Jalapeño vs Nvidia Blackwell vs Google Trillium

This is the most-asked question. The short version:

Dimension	Jalapeño	Nvidia Blackwell (B200/B300)	Google TPU Trillium (v6e)
Workload	Inference only	Training + inference	Training + inference
Customers	OpenAI only	Everyone	Google + Google Cloud customers
Design philosophy	LLM-inference-specific ASIC	General-purpose GPU	Tensor-specialized accelerator
Software stack	OpenAI internal	CUDA + TensorRT-LLM (mature, dominant)	JAX/XLA + vLLM (growing)
Availability	Late 2026, internal only	Shipping now	Generally available since Dec 2024
Performance claim	”Substantially better perf/watt” for LLM inference	Best raw per-device compute, broad workload coverage	Best $-per-token at cloud scale
Scale-out	OpenAI cluster-specific	NVLink + InfiniBand	Optical Circuit Switching + Jupiter fabric

For comparison-shopping users (everyone except OpenAI): Jalapeño doesn’t change anything. You’ll still choose between Nvidia GPUs and Google TPUs based on your workload and ecosystem. For OpenAI: Jalapeño potentially shifts a meaningful chunk of its inference economics over the next 18-36 months.

What Jalapeño doesn’t do

Jalapeño is not a product. Broadcom designed and manufactures the chip, but OpenAI consumes 100% of the output internally. There is no announced plan to make it available to other customers, no model-portability story, and no compete-with-Nvidia-on-revenue narrative. The strategic intent is OpenAI’s own cost structure, not market entry.

Jalapeño also does not handle training. Frontier-model training continues to run on Nvidia GPUs (and AMD MI-series, and Google TPUs in the Anthropic/Google partnership). Custom training silicon is much harder — training workloads change with each model architecture, and amortizing the design cost over a single lab’s training runs is much harder than amortizing over years of stable inference traffic.

What changes for the AI infrastructure market

Three follow-on effects to watch:

1. Pressure on Nvidia inference margins

Nvidia’s inference TAM is the largest piece of its addressable market.
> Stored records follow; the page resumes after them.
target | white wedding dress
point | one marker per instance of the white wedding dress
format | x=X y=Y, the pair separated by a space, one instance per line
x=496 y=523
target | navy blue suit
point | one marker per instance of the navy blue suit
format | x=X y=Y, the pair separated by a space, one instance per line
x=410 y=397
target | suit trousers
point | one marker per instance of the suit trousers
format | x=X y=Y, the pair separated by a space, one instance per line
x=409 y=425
If OpenAI, Google, Amazon, and Meta all run meaningful shares of their inference on custom silicon, Nvidia’s inference revenue grows slower than its training revenue over the next few years. Nvidia is not going away — training demand is exploding — but the inference mix matters for the stock.
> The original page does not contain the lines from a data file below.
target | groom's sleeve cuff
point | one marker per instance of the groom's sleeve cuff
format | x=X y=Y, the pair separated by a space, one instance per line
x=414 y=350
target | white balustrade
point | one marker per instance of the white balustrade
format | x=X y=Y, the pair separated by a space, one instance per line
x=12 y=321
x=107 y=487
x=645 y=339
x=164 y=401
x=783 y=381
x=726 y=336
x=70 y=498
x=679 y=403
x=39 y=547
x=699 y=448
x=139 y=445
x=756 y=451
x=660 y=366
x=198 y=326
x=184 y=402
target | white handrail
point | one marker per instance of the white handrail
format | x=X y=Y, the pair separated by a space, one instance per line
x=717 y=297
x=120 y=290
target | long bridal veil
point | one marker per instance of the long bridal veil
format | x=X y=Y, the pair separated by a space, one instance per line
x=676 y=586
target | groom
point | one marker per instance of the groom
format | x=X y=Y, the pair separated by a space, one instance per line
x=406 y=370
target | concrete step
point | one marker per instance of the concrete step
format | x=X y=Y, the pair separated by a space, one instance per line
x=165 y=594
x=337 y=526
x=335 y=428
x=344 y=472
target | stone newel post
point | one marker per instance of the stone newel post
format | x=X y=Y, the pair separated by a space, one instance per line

2. Validation of Broadcom’s custom-ASIC business

Broadcom now publicly executes for OpenAI (Jalapeño), Google (TPU), and Meta (MTIA). The Broadcom custom-ASIC story is now the most concrete competitor narrative to Nvidia’s general-purpose hegemony. Expect AMD and Marvell to chase the same workload.

3. The economics of agentic AI shift

Agentic workloads consume far more inference per user than chat. If Jalapeño cuts OpenAI’s per-token inference cost meaningfully, OpenAI can be more aggressive on agentic-pricing experiments — running deeper search, longer tool-call chains, and more parallel rollouts inside ChatGPT and Codex without burning subscription margin.
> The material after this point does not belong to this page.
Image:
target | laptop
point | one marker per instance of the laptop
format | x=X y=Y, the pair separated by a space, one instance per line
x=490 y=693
How to verify the announcement

The primary sources for this story, all published on or after June 24, 2026:

OpenAI’s announcement: openai.com/index/openai-broadcom-jalapeno-inference-chip/
Tom’s Hardware: Technical writeup describing reticle-sized ASIC, nine-month design cycle
TechCrunch: First-custom-chip framing, manufacturing partnership with Broadcom
CNBC: Inference-only positioning, ChatGPT/Codex/API deployment context
VentureBeat: Detail on OpenAI’s models accelerating chip design

Bottom line

Jalapeño is a strategic move, not a product. It validates that the largest AI labs all eventually move toward custom inference silicon for the same reason hyperscalers did a decade ago: unit economics on scaled-out, predictable workloads dominate everything else. The chip ships in late 2026, OpenAI keeps it internal, and the most visible second-order effect is competitive pressure on Nvidia’s inference revenue mix over the next 18-36 months.

Watch for the technical report OpenAI promised “in the coming months” — that’s where the real numbers (perf/watt, cost-per-token, throughput) will appear, and where the analysis can move past announcement-grade claims.